[lug] combatting hard drive heat

D. Stimits stimits at attbi.com
Mon Feb 24 14:51:48 MST 2003


Sean Reifschneider wrote:

> On Sat, Feb 22, 2003 at 11:36:22PM -0700, D. Stimits wrote:
>
> >What I'm wondering is if anyone knows of some extremely thin heat sinks,
> >perhaps 2"x2" or 4"x4", that might fit on the side of this cage, between
> >the cage and case wall? Or an extremely thin fan version of this same
>
>
> Well, first off you're probably going to have to lose one of the drives.
> Cooling of the edge of one of these drives is probably going to be
> insufficient if it's also absorbing the heat of two other drives packed
> directly above and below it...  Move that drive elsewhere to give the
> other two drives space for airflow?

Cabling makes this very difficult. Add to that the need for 5 1/4" bay 
adapters. I'd like to move the floppy, but then the floppy cables 
available are not long enough to get to the 5 1/4" bays. Perhaps one of 
the drives can move, but the cable for that scsi channel will have 
problems reaching drives decentralized into two locations.

>
> What I'd be tempted to do is remove that other drive, as it probably
> isn't so useful...  It can't be that useful, I've never even heard of it
> -- I think you called it a "floppy"?!?  Anyway, remove that and re-drill
> the cage so that you can separate the 3 drives by a little space.


It is useful, though I agree it is an abomination. It is useful because 
this will be a multi-boot system (windows, either 98 or NT 4, RH 7.3, RH 
8.0, Debian, and perhaps Mandrake), and my 98 CD pre-dates bootable 
CDROMs. My NT 4 CD is bootable, but it pre-dates adaptec AIC7895 scsi 
drivers, and they must be provided on floppy. Linux has no problems at 
all dealing with this machine, whereas windows is a ^&**#*$ pain. If it 
worked out, I'd also consider adding a FreeBSD boot to it.
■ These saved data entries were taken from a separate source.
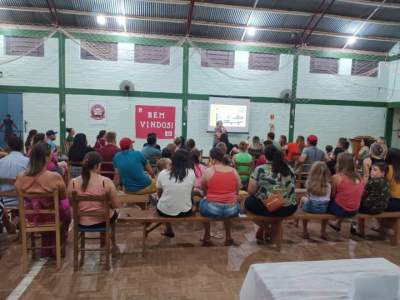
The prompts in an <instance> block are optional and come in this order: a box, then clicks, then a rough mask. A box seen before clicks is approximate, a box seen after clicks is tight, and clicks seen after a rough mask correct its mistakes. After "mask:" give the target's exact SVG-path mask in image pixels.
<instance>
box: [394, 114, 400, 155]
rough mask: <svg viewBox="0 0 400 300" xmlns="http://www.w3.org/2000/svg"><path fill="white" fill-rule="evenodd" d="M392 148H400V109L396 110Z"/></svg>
mask: <svg viewBox="0 0 400 300" xmlns="http://www.w3.org/2000/svg"><path fill="white" fill-rule="evenodd" d="M392 147H395V148H400V108H396V109H395V110H394V115H393V132H392Z"/></svg>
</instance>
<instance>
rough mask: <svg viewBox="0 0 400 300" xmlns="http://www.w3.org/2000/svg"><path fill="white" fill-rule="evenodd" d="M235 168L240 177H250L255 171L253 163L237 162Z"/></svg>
mask: <svg viewBox="0 0 400 300" xmlns="http://www.w3.org/2000/svg"><path fill="white" fill-rule="evenodd" d="M235 167H236V170H237V172H238V174H239V175H242V176H250V175H251V171H252V169H253V162H248V163H243V162H235Z"/></svg>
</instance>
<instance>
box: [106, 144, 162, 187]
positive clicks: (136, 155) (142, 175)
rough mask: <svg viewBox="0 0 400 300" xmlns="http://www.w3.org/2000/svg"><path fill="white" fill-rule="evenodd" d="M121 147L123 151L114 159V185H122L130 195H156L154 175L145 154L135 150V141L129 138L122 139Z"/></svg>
mask: <svg viewBox="0 0 400 300" xmlns="http://www.w3.org/2000/svg"><path fill="white" fill-rule="evenodd" d="M119 145H120V148H121V151H120V152H118V153H117V154H116V155H115V156H114V159H113V164H114V167H115V175H114V183H115V184H116V185H117V186H118V185H120V184H121V185H122V186H123V188H124V190H125V192H128V193H134V194H140V195H143V194H152V193H155V192H156V182H155V179H154V173H153V170H152V168H151V167H150V164H149V163H148V162H147V160H146V159H145V157H144V155H143V153H142V152H140V151H135V150H133V141H132V140H131V139H129V138H126V137H125V138H122V139H121V141H120V143H119ZM145 171H146V172H147V174H146V173H145Z"/></svg>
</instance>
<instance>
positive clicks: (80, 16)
mask: <svg viewBox="0 0 400 300" xmlns="http://www.w3.org/2000/svg"><path fill="white" fill-rule="evenodd" d="M59 22H60V24H61V26H68V27H81V28H88V29H99V30H110V31H121V30H123V27H122V26H119V25H118V24H117V21H116V19H115V18H107V23H106V24H105V25H104V26H100V25H99V24H98V23H97V21H96V17H95V16H75V15H61V14H60V15H59Z"/></svg>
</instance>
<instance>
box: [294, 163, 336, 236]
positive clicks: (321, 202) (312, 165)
mask: <svg viewBox="0 0 400 300" xmlns="http://www.w3.org/2000/svg"><path fill="white" fill-rule="evenodd" d="M330 181H331V172H330V171H329V168H328V166H327V165H326V163H324V162H316V163H314V164H313V165H312V167H311V170H310V174H309V175H308V179H307V181H306V189H307V193H308V195H307V196H305V197H303V198H302V199H301V200H302V203H303V210H304V211H305V212H308V213H313V214H323V213H326V212H327V210H328V205H329V201H330V197H331V184H330ZM307 223H308V222H307V221H306V220H304V221H303V237H304V238H306V239H308V237H309V235H308V231H307Z"/></svg>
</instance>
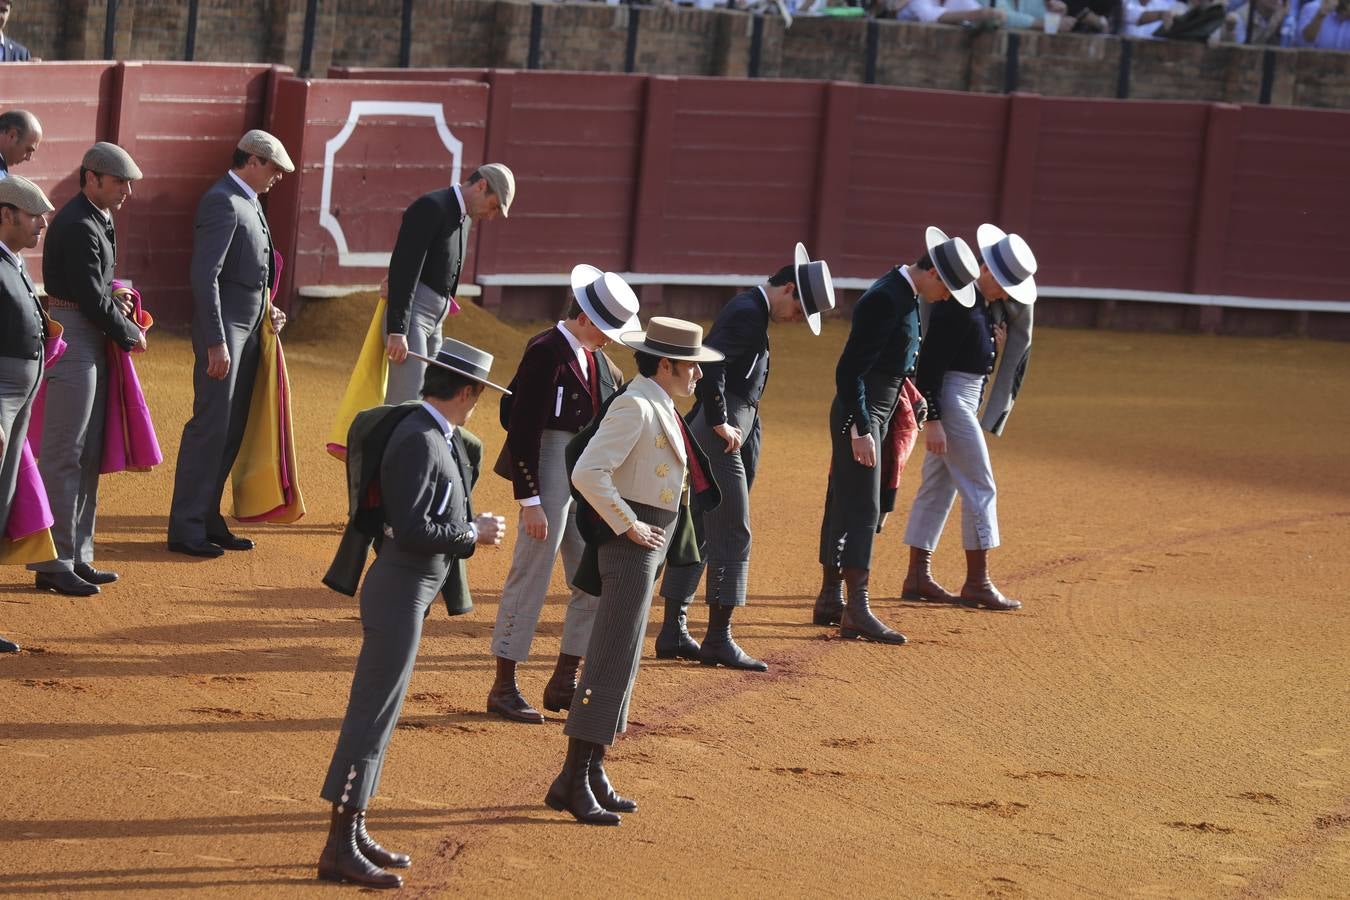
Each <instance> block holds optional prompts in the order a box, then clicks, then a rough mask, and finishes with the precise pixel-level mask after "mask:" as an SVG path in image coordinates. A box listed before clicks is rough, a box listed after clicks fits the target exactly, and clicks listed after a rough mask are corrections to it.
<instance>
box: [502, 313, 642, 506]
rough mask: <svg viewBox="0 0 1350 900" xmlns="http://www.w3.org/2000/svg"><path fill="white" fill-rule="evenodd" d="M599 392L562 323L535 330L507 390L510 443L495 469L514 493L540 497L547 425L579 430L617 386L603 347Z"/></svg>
mask: <svg viewBox="0 0 1350 900" xmlns="http://www.w3.org/2000/svg"><path fill="white" fill-rule="evenodd" d="M594 359H595V379H597V395H593V394H591V387H590V381H589V379H587V378H583V376H582V368H580V364H578V362H576V354H575V352H572V345H571V344H568V343H567V339H566V337H563V335H562V332H559V331H558V327H556V325H555V327H553V328H549V329H548V331H544V332H540V333H539V335H535V336H533V337H532V339H531V340H529V344H526V345H525V355H524V356H521V360H520V366H518V367H517V368H516V375H514V378H512V381H510V385H509V387H510V391H512V393H510V394H502V399H501V420H502V428H505V429H506V443H505V444H504V445H502V452H501V456H498V459H497V464H495V466H494V467H493V471H494V472H497V474H498V475H501V476H502V478H505V479H509V480H510V482H512V486H513V487H514V497H516V499H518V501H522V499H525V498H528V497H539V440H540V436H541V433H543V430H544V429H545V428H551V429H555V430H560V432H571V433H574V434H575V433H576V432H579V430H582V429H583V428H586V426H587V425H590V422H591V420H593V418H595V413H597V412H598V410H599V407H601V406H603V405H605V401H607V399H609V398H610V397H613V395H614V393H616V391H617V390H618V378H617V376H616V374H614V370H613V368H612V367H610V364H609V358H607V356H605V354H603V352H601V351H595V354H594Z"/></svg>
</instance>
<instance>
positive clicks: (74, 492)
mask: <svg viewBox="0 0 1350 900" xmlns="http://www.w3.org/2000/svg"><path fill="white" fill-rule="evenodd" d="M53 318H55V320H57V321H59V322H61V327H62V328H65V335H63V337H65V340H66V352H65V355H63V356H62V358H61V359H59V360H58V362H57V363H55V364H54V366H53V367H51V368H49V370H47V371H46V374H45V375H43V379H45V381H46V382H47V398H46V414H45V417H43V424H42V455H41V456H39V457H38V471H39V472H42V482H43V484H46V487H47V502H49V503H51V518H53V519H54V522H53V525H51V540H53V542H55V545H57V559H54V560H51V561H47V563H34V564H31V565H28V568H30V569H32V571H35V572H70V571H72V569H73V568H74V564H76V563H93V530H94V517H96V513H97V509H99V468H100V467H101V466H103V421H104V416H105V413H107V409H105V407H107V402H108V399H107V398H108V349H107V344H108V337H107V336H105V335H104V333H103V329H101V328H99V327H97V325H94V324H93V322H90V321H89V320H88V318H85V317H84V316H82V314H81V313H80V312H78V310H74V309H54V310H53Z"/></svg>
[side question: anyone know if FreeBSD can use Linux swap partitions?]

>
> The real issue is getting air-flow to that space, it sounds like you
> have inadequate levels of air moving through there.  A fan in front, if
> there's cooling vents in the case up there, could help...
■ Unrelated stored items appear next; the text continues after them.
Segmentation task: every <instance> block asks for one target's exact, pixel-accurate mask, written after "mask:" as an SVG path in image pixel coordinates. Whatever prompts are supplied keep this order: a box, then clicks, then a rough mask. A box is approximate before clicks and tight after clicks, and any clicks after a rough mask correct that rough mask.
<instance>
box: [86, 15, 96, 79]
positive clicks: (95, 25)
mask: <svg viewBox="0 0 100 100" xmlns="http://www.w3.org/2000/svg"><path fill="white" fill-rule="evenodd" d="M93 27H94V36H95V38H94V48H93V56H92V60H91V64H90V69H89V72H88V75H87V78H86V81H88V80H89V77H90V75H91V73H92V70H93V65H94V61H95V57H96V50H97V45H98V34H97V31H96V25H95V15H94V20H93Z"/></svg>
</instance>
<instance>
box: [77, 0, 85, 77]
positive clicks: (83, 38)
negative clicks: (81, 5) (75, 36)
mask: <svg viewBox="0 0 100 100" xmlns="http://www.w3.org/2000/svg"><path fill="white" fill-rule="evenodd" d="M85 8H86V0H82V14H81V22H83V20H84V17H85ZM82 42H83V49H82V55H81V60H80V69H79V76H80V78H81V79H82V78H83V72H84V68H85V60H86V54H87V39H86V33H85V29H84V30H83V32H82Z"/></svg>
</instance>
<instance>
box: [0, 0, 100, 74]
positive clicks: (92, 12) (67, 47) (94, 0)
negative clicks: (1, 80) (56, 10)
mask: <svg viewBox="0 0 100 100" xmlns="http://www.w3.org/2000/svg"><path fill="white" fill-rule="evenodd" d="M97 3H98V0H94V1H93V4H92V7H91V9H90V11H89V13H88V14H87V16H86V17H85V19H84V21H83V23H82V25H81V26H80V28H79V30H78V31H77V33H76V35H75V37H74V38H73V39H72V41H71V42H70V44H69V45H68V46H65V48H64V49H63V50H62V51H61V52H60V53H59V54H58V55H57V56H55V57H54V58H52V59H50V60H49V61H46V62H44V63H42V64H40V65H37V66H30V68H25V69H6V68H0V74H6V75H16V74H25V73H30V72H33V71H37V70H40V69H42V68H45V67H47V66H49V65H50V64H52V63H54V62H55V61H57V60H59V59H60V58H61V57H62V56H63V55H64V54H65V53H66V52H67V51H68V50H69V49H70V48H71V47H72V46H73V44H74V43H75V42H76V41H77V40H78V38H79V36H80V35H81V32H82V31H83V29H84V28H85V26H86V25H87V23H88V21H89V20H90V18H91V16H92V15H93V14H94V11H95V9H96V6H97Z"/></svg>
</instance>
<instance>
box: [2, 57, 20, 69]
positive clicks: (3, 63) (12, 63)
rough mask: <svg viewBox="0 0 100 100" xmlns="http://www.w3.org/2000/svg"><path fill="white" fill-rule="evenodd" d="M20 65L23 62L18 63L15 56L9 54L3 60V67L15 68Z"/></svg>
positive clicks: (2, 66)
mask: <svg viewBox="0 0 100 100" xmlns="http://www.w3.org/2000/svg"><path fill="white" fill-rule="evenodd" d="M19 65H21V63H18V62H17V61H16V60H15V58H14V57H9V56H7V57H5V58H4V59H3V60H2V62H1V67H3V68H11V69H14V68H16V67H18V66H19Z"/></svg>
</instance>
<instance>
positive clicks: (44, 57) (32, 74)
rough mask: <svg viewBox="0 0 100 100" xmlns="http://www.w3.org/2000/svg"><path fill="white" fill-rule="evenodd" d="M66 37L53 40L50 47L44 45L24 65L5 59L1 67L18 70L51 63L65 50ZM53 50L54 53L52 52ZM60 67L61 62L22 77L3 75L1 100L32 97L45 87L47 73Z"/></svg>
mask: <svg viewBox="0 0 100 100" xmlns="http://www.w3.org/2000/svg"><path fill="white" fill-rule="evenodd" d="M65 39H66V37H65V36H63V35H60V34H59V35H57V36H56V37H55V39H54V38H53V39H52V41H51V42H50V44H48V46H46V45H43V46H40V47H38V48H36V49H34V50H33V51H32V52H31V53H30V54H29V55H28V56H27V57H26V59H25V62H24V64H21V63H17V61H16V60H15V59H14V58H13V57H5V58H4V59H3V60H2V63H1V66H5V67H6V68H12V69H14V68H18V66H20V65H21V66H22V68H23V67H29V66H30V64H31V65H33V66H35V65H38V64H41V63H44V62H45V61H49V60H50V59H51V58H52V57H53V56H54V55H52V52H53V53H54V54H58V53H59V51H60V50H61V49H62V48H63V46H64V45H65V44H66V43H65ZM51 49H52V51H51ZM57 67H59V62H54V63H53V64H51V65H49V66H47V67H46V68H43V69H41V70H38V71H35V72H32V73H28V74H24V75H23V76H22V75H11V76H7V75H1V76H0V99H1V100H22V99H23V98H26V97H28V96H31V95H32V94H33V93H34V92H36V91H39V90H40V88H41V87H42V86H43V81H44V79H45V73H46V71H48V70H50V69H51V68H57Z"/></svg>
I guess back when the case was made they didn't expect lots of heat in 
the 3 1/2" bays. 3 of the 4 bays have removable plugs/covers, designed 
to be removed when a floppy or other front-accessible device is added. 
No vent. The fourth bay in that 3 1/2" bay cage doesn't have anything at 
all. The saving grace is that it is a metal cage that makes somewhat of 
a heat sink all by itself, though it is obvious something has to change. 
The part that isn't obvious is how to make that change given cable 
lengths and avoiding spending much money on it. Anything I've purchased 
so far is useful in expanding any future "bare bones" type system, so it 
isn't a total loss (and I really want to keep this dual cpu board w/ SCSI).

>
> There are some very small heatsinks for use in 1U rackmount cases.
> You'll probably need 4 to 12 of them to cover the surface area that
> you're talking about, depending on how much coverage you want and if you
> want to get both sides.  At $30 each, two of them will cost as much as a
> 40GB IDE drive that probably performs better and has much less heat to
> dissipate.  It looks like I got them at gtweb.net, but they don't seem
> to list them on the web-site any more.

Yeah, that's too much to spend. One reason I want to stick to SCSI is 
that I have these cheap drives already, there is no more cash outlay (I 
did pick up 2 of them earlier for $20, but compare that to the price of 
a new 40 GB IDE). SCSI is superior to IDE when it comes to booting with 
older systems that can't see beyond the 1024th cylinder...I can put a 
linux "/boot/" partition almost anywhere, it won't care. I have a KRUD 
8.0 boot partition working now way beyond cylinder 1024. And since I 
only want this multi-boot environment for packaging/compiling/browser 
testing, I don't care that they are not all that big. 4 GB partitions 
are ok, and in many cases I can share some, e.g., I have two really old 
4.5 GB drives that will be going into a striped software RAID, and 
mounted on /usr/local/ of all of the linux boots.

So far, the floppy and heat are my only constraints to getting it finished.